Volodymyr Butrymko, the Yatseniuk’s activist’s father, told journalists that witnesses had been intimidated and refused to testify against the mayor. He also said that evidence was confiscated by Ratushnyak’s guards after the incident. “The beating was also video-recorded by some taxi drivers with their mobile phones. Afterwards, Ratushnyak’s guards checked their phones to abolish possible evidence,” said Butrymko, a retired police officer.

Robert Brousy, manager of the Uzhgorod branch of Yatseniuk’s Front of Changes initiative (http://frontzmin.org) said that doctors in Uzhgorod were scared to confirm their early diagnosis of his daughter.

Vitaly Glagola, a reporter from Zakarpattya regional TV who interviewed Ratushnyak after the Aug. 6 incident, was fired on Aug. 13 on a false pretext, he said. His footage that included offensive comments from Ratushnyak was aired on national TV channels. “The reason they mentioned was termination of contract. But my contract was signed until July next year,” Glagola said, in an interview to Telekritika, a media web portal.

In the TV interview, Ratushnyak said: “You are a bastard and milksop who will smear me with mud anyway. You will show nothing except the vomit Yatseniuk, [former presidential chief of staff Victor] Baloga and Yushchenko make you show.”

In the same interview Ratushnyak said he has “never beaten a woman” in his life. “I politely asked that girl to show the documents setting up the tent. She answered rudely, attacked me and tore my shirt, scratching me with her nails like a panther… It hurts me for our state when they [Yatseniuk’s Front of Changes] steal and then hire young boys and girls who are ready to grab you by the throat for some Hr 50-100. What a shame for the blind slaves!”

Ratushnyak went on to talk about the “impudent Jew Yatseniuk, who successfully serves thieves in power in Ukraine, is using criminal money to plow ahead towards Ukraine’s presidency. Criminal Jew Yatseniuk has apparently decided that these are the elections to a village council somewhere in Israel. So, using criminal money he gathered drug traffickers and smugglers and without the permission of the city council, is showering our city with the garbage.”

These and other comments revolted the Jewish community and other political leaders in Ukraine. Yevhen Chervonenko, an influential businessman and politician who also serves as vice-president of the All-Ukrainian Jewish Congress, told Inter TV channel that Ratushnyak’s statements “were not only aimed at kindling the interethnic hatred, but are of the same nature as Nazism.”

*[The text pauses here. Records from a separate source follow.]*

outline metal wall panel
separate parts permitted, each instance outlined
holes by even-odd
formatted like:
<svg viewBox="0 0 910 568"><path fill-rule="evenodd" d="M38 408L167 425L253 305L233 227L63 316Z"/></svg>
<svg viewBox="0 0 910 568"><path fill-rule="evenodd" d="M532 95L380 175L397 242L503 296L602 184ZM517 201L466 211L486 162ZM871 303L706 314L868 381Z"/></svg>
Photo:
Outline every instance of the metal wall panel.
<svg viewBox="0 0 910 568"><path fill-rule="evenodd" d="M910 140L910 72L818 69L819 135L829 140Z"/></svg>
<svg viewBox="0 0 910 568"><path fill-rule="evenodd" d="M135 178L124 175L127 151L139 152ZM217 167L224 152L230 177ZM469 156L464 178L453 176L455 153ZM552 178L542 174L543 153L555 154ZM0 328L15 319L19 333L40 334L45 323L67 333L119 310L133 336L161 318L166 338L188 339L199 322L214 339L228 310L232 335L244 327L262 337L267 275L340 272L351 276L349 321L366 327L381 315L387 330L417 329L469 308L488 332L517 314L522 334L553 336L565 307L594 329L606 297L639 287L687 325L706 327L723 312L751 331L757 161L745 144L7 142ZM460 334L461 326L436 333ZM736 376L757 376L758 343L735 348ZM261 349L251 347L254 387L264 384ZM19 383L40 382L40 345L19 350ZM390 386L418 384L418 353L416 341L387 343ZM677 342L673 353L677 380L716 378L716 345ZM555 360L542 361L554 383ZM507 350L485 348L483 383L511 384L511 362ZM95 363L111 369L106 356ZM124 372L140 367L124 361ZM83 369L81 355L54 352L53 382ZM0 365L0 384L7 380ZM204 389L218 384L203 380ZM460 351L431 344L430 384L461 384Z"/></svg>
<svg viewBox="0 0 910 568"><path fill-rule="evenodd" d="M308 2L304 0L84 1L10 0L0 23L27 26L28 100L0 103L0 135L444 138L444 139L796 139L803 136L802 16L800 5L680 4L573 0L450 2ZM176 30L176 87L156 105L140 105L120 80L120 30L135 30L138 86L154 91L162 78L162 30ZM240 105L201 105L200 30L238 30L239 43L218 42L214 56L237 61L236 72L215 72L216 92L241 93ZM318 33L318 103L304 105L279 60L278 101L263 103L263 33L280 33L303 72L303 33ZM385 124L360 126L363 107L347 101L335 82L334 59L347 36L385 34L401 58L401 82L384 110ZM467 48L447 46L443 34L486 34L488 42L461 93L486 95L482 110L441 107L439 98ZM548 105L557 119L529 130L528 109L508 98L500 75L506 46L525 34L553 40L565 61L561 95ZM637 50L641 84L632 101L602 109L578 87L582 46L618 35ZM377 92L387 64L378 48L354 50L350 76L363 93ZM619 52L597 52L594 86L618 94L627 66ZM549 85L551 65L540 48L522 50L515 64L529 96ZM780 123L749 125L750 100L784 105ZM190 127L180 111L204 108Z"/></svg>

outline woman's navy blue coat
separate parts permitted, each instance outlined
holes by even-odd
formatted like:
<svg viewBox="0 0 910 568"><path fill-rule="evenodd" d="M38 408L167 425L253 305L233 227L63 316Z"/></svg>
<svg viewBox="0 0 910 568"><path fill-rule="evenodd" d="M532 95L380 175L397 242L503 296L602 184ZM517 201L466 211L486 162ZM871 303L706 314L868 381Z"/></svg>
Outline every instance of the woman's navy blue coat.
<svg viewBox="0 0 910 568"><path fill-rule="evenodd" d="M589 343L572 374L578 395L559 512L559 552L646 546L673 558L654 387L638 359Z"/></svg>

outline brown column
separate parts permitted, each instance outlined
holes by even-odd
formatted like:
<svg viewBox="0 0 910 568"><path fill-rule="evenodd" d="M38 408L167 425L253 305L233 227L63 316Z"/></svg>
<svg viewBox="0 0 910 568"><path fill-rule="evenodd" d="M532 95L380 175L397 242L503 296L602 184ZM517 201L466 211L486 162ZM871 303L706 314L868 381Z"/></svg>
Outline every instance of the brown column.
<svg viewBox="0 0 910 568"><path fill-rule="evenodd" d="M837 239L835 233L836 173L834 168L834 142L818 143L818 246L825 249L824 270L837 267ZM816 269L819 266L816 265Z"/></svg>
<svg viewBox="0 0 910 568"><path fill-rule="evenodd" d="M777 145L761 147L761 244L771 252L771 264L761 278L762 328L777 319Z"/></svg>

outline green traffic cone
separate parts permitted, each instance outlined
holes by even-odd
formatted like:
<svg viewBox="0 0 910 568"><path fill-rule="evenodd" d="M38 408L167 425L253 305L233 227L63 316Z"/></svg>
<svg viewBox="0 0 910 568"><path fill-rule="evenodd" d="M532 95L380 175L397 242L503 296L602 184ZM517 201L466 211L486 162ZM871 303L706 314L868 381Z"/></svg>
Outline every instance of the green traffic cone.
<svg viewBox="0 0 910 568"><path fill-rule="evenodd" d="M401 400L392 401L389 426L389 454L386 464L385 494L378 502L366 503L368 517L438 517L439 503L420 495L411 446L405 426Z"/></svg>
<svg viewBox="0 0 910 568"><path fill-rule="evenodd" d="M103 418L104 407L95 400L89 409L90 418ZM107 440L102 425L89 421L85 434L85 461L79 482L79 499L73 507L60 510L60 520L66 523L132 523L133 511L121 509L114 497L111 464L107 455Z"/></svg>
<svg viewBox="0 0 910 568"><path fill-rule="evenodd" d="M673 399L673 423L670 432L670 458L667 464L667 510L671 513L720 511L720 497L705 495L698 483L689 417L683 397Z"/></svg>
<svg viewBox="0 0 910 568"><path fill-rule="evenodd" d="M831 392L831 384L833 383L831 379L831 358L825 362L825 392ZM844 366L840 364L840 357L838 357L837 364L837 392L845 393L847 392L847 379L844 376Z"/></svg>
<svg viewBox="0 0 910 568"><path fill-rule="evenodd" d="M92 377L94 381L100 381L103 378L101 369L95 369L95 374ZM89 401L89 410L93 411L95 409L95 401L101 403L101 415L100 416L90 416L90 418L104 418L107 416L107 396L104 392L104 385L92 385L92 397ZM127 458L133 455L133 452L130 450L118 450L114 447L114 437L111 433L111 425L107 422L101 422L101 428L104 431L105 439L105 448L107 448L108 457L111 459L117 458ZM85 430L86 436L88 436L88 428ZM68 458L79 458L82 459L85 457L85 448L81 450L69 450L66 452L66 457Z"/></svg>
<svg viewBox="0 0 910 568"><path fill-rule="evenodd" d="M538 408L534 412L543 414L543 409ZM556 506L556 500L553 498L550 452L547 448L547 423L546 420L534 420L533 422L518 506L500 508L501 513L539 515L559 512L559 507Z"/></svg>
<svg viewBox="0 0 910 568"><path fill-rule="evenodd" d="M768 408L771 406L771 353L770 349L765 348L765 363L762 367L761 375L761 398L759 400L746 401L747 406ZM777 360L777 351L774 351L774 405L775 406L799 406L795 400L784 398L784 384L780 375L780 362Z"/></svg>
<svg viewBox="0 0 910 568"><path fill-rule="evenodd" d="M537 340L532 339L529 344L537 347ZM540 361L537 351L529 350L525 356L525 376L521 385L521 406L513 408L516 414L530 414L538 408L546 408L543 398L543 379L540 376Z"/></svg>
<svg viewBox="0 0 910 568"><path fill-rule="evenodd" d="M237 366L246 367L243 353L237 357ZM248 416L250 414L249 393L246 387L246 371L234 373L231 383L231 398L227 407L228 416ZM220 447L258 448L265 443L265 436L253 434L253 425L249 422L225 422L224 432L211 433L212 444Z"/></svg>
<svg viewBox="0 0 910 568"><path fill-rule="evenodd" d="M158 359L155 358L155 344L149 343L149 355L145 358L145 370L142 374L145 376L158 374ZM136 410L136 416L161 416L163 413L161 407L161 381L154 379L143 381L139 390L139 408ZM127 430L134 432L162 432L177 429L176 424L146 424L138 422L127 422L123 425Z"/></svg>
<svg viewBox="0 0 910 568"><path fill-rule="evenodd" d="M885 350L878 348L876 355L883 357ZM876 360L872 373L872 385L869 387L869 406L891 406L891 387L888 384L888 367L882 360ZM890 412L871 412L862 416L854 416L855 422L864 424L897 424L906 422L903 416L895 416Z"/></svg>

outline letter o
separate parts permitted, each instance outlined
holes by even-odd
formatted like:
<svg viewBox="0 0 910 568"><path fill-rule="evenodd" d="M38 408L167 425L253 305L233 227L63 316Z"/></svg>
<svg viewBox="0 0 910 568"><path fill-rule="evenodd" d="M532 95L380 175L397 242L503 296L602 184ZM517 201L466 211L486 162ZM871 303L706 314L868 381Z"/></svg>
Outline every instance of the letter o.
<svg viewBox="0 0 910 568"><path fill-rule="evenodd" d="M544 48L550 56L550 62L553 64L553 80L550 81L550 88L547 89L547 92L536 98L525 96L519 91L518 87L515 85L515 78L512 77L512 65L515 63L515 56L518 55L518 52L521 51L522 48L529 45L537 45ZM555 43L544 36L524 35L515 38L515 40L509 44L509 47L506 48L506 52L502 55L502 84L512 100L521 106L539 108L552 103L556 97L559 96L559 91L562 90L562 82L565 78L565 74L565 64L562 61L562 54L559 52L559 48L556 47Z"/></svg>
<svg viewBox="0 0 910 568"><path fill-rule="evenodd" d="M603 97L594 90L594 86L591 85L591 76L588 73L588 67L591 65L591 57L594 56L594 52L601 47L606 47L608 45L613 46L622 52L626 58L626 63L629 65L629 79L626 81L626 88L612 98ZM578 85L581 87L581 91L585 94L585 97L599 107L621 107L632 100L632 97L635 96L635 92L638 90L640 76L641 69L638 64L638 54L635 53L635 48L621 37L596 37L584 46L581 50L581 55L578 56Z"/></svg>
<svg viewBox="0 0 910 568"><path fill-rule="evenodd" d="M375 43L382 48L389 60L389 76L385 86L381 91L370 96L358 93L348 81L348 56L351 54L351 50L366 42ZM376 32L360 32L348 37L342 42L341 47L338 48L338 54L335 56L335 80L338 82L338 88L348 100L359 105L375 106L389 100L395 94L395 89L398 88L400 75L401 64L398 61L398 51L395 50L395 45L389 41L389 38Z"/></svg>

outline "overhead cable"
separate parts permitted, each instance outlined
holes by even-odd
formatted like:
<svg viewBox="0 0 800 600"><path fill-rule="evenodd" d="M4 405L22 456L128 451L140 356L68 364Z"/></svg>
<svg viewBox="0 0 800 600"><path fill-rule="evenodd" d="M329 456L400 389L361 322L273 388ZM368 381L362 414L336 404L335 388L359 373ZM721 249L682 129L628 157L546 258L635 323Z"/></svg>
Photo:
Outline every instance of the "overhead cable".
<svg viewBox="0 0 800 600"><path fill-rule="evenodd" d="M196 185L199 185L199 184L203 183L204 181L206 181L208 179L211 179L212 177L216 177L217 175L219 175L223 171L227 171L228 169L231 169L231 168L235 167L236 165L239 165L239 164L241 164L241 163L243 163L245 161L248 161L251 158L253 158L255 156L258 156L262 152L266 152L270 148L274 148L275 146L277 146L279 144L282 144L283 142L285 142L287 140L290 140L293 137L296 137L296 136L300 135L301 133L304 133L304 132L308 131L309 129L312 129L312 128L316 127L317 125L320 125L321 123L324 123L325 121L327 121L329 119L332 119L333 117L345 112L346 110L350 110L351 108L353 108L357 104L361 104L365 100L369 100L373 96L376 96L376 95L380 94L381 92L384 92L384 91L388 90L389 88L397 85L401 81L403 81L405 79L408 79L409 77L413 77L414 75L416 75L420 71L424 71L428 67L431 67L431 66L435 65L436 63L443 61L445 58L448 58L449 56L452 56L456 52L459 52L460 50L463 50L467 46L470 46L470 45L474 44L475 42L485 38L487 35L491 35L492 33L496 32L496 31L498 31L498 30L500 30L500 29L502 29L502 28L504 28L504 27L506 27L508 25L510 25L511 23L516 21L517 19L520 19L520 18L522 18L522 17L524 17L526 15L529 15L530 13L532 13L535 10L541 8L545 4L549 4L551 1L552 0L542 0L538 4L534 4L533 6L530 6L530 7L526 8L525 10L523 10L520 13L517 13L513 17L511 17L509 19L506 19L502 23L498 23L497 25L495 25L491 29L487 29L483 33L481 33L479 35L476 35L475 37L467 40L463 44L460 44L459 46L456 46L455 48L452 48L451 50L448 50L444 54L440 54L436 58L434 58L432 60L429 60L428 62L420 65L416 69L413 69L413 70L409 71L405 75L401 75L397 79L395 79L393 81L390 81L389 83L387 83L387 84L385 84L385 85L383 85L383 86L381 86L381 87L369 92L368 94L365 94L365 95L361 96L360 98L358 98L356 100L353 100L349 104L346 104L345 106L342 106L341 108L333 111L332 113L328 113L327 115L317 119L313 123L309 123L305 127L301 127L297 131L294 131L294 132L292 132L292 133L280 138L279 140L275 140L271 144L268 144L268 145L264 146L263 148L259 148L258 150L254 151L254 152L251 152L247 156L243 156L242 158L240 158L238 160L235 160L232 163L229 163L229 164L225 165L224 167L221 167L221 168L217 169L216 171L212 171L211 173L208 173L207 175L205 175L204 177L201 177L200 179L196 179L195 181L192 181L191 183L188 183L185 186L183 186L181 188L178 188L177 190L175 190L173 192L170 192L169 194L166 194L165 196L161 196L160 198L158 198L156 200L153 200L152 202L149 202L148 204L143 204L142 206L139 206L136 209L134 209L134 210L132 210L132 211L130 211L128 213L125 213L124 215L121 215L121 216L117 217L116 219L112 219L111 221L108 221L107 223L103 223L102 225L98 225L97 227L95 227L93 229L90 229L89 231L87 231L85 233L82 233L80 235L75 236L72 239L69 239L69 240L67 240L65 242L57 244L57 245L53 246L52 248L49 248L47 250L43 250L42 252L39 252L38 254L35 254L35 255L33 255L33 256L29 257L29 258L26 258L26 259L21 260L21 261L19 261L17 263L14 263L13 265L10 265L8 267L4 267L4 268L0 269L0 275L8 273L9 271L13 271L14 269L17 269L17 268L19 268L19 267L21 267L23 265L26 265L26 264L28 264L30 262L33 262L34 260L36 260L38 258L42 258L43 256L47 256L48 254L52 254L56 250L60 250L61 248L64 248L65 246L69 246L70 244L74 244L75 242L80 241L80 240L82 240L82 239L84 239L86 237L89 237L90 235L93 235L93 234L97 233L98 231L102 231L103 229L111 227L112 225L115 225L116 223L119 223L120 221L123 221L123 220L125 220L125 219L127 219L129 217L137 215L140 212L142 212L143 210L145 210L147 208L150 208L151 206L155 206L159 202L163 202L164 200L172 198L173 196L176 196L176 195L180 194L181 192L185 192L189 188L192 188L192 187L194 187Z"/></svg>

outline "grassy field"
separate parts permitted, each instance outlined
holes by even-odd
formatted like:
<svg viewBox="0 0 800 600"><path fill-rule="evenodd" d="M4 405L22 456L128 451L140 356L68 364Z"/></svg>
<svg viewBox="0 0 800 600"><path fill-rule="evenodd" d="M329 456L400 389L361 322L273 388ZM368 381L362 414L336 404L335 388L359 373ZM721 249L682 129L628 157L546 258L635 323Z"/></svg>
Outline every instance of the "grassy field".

Yatseniuk, during a Lviv press conference, said Ratushnyak “started a war against the Jews.” And the Uzhgorod Jewish Community wants an apology, according to a televised interview with community leader Mendel Taihman.

Combative incidents instigated by Ratushnyak have been documented more than 20 times, according to Serhiy Slobodyanyuk, former director of tourism for Zakarpattya Oblast, according to an interview he gave to Inter TV channel. Slobodyanyuk started keeping track of the mayor’s confrontations after Ratushnyak, he said, beat him up in his own office on Nov. 12, 2003. Other incidents involve Stanislav Ponomariov, a deputy of the Uzhgorod City Council; Illya Kovalov, director of a private Uzhgorod dental clinic and his pregnant wife in 2003; Volodymyr Pypash, director of the Zakarpattya Oblast administration in 2005; and a young, drunk Uzhgorod citizen on April 14.

Through his press secretary, Ratushnyak denied comment. But in other interviews, he claims to have been a victim, jailed at times by what he describes as the corrupt Kuchma regime. Criminal cases that have been launched against him in the past have all been dropped.

Slobodyanyuk said that the Zakarpattya public prosecutor’s office found an “absence of components of crime” in each episode. There was also no wrongdoing found when a car driven by Ratushnyak’s daughter, Svitlana, 27, struck and killed a 6-year-old boy. “A boy was trying to cross the road on his bike at the wrong place. The driver just had no time to stop right away,” said Lidiya Chornenka, a spokeswoman for the state automobile inspectorate in Zakarpattya Oblast.